Furthermore, this experience has taught me to become a better critical-thinker. Whether it is designing the experiment or analyzing and contextualizing the data, the internship has helped me understand how to think like a scientist. Research involves so many factors, some that are within our control and some that are not. For instance, after weeks of staining, I could not find the phenotype that we had seen in our previous stainings. This was frustrating and neither my mentor nor I could understand why that was the case. We hypothesized that during sectioning the region of our interest may have been missed. As a result, we implemented minor changes such as to section the entire eye, instead of just the retina in the back of the eye. This allowed us to finally see the phenotype, much to our relief. Seeing the phenotype once again was very exciting and rewarding. I realized not to overlook any steps and work-hard to fix any mishaps in each step. This has helped to critically analyze my own work and become focused when carrying out any procedure.
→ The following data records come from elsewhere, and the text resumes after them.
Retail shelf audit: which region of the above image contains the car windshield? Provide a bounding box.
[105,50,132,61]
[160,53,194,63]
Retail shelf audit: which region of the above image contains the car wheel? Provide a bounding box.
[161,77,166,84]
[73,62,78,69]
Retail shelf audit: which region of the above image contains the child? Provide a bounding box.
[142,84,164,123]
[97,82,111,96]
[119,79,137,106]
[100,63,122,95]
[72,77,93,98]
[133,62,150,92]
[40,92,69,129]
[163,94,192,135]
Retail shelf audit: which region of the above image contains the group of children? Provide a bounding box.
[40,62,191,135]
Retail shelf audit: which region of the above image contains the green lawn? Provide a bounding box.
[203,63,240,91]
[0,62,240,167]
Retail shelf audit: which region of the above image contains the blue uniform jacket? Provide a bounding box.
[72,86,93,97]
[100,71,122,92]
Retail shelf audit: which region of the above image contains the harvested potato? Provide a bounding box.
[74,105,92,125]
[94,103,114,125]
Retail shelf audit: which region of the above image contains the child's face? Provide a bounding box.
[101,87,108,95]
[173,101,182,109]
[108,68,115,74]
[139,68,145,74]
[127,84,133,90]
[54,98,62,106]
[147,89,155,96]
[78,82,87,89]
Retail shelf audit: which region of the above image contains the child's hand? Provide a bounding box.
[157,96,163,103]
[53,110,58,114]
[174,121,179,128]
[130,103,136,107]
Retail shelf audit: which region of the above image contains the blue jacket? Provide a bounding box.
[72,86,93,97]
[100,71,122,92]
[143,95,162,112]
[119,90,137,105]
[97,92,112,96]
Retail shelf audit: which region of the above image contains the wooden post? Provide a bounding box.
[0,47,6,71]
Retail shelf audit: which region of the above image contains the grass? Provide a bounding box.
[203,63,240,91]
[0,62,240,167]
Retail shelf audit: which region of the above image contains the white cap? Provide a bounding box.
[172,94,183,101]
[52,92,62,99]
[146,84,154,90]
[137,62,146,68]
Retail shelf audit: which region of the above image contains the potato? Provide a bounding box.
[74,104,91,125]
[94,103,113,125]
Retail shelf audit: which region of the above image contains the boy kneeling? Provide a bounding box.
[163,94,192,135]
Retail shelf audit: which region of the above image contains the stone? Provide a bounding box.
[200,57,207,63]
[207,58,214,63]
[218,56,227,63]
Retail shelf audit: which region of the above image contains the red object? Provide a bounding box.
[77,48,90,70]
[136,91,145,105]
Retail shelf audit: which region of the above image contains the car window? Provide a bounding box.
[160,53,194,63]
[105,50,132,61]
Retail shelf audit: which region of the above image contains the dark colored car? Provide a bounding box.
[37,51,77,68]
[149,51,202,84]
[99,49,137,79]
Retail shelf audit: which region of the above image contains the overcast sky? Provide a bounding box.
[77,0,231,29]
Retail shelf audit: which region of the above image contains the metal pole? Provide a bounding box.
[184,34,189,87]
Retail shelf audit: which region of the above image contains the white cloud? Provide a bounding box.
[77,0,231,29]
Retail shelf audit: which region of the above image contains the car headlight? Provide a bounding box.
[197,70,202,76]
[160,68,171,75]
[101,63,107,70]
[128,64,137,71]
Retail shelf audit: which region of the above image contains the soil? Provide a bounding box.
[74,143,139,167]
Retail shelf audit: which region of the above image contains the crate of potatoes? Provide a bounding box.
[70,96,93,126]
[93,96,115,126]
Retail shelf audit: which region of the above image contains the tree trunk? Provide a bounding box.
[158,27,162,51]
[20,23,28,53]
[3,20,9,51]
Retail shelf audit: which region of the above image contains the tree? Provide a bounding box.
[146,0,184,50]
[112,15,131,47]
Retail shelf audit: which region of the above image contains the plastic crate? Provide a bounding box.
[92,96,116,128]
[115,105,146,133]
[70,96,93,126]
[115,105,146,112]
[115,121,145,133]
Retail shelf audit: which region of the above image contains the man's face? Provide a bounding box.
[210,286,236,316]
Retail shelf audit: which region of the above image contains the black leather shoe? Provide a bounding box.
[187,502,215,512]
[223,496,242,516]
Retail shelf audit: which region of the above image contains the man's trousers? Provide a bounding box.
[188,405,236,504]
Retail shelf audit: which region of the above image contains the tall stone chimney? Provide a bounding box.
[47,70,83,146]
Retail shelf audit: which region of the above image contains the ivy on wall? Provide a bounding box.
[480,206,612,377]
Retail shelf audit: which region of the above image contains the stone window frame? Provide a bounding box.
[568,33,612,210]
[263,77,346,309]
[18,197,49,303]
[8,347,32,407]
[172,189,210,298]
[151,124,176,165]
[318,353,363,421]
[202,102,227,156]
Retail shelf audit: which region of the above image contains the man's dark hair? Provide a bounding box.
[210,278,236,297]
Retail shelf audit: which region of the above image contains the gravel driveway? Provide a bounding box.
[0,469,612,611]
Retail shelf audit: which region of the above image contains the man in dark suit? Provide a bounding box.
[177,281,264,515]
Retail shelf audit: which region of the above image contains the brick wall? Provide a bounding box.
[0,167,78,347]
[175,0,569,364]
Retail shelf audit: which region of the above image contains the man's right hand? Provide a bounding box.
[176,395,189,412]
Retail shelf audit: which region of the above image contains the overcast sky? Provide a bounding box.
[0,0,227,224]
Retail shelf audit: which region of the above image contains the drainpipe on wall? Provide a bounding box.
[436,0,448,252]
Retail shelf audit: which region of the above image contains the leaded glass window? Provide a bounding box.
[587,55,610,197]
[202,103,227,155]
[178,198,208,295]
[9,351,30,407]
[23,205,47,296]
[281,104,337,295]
In addition, one of the most important skills I have learned is how to communicate research work to an audience. I presented my results at our weekly lab meetings to the principal investigator and other post-doctoral researchers. This was essential in receiving feedback on the work I had done and presenting to a scientific audience. As part of the Summer Research Institute, I created a poster, detailing our work and present the poster at the Poster Session. Creating a poster allowed me to reflect on the overall goal of this project. I synthesized the information and presented the material on the poster so that it could be accessible to understand for all. I also had to think about how to orally present the poster at the session, without using jargon and clearly demonstrate and explain what the research was about. This was a gratifying and challenging process, as well. I learned to represent scientific data, using imagery and diagrams so that it could be informative and easy to understand. Presenting my work has helped to become comfortable speaking in both a scientific and general audience, both of which were much different.
The internship primarily helped me understand the importance of having a good mentorship. My positive experience in the lab has primarily been the result of the cordial relationship I have developed with my mentor and the other researchers in the lab. My mentor has guided me throughout the entire summer at every step, from explaining the basic biological concepts to performing the experiments. He has also challenged me to think critically about our project and encouraged me to become more and more independent in the lab. This guidance was so essential in becoming comfortable with using techniques that I was not familiar with before. Moreover, my mentor and the other researchers have spoken of their experiences in becoming a researcher. Speaking to them every day has helped me realize how the scientific industry works. This has given me insight into the hard work and struggles of becoming a researcher, but also has inspired me to consider pursuing a career in research at some point in the future. This guidance is a factor that is greatly essential in STEM education. The STEM field requires extensive mentorship, which can inspire the person to work harder. STEM education can be dramatically altered if students can see the rewards of working in such a field and have someone to look up to when there are facing struggles. I have been lucky enough to find such a laboratory and hope to guide other students as well in the future.
Despite the end of the Noyce Internship, I hope to continue to work at the Columbia University Medical Center, throughout the academic year. I wish to apply the skills and lessons I have learned to become a better student and educator.